元々、女勇者と言うだけで珍しかったが、それが敗けたとあっては多くの他冒険者達が邪推を巡らせた。

「キズモノでも欲しいやつはいるだろうよ。目隠ししときゃ傷なんて」

「お、お前いける?」

「女は顔だけじゃねぇや」

カナリアは彼らに一瞥もせず、受付まで依頼書を持っていった。

受付の女はギョッとしたように依頼書とカナリアを繰り返し見つめる。

「恐れ入りますが、カナリアさんにこちらの依頼は……それに低ランクとはいえウチのギルドにとっては貴重な人材です、考え直されては……?」

 カナリアはひとつため息をついた。

「魔力に関してなら、魔力吸収用の防具を使用します」

「それでは依頼にならないのでは? そんなことをなさらなくても、貴女ならおひとりでも、もっと高難易度の依頼に取り組めるはずです」

「私もいつまでも魔法に頼った戦闘はして居られないので。彼らを育てつつ、私の能力も上げられるならギルドには十分の利益になるでしょう」

 後ろからまた、笑い声が起こった。酒の入った彼らには必死に言い争いをしているカナリアが滑稽なようだ。

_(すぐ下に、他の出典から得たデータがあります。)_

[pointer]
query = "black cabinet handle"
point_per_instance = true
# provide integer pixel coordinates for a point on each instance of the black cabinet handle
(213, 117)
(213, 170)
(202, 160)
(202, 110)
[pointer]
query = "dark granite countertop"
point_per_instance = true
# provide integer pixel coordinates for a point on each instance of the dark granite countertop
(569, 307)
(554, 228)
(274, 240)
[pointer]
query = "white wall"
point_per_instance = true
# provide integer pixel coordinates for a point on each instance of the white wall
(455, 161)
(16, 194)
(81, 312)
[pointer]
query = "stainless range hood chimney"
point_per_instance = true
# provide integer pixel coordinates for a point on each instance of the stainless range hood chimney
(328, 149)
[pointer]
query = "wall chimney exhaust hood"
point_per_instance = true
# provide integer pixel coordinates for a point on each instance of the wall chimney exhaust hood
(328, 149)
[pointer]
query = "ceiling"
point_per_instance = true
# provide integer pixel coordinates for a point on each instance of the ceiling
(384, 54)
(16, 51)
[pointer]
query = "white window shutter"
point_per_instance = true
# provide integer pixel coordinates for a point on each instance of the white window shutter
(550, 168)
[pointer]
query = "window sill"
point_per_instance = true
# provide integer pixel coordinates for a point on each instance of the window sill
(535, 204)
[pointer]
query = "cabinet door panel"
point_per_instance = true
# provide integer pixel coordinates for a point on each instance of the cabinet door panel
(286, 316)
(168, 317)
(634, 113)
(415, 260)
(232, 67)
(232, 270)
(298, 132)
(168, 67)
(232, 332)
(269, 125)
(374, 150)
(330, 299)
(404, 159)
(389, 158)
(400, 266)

 カナリアはキッと目の前の女を睨みつけた。早くしろと言いたげな殺気を静かに放つ。

「許可するかどうかは貴女ではなくギルドマスターが決めることでは?」

「……マスターにお聞きします。それから、依頼を受ける隊のメンバーにも。よろしいですか」

 カナリアは小さくうなづいた。

この世界は敗けた人間にはちっとも優しくなかった。仲間を失い、顔を失い、信頼も期待も全て失ったカナリアは何をするにもヒソヒソと噂を立てられた。

「……強くならなくちゃ」

全ては、もう一度魔王討伐に向かうため。そしてかつての仲間を取り返すため。カナリアは自身の傷をそっと撫でた。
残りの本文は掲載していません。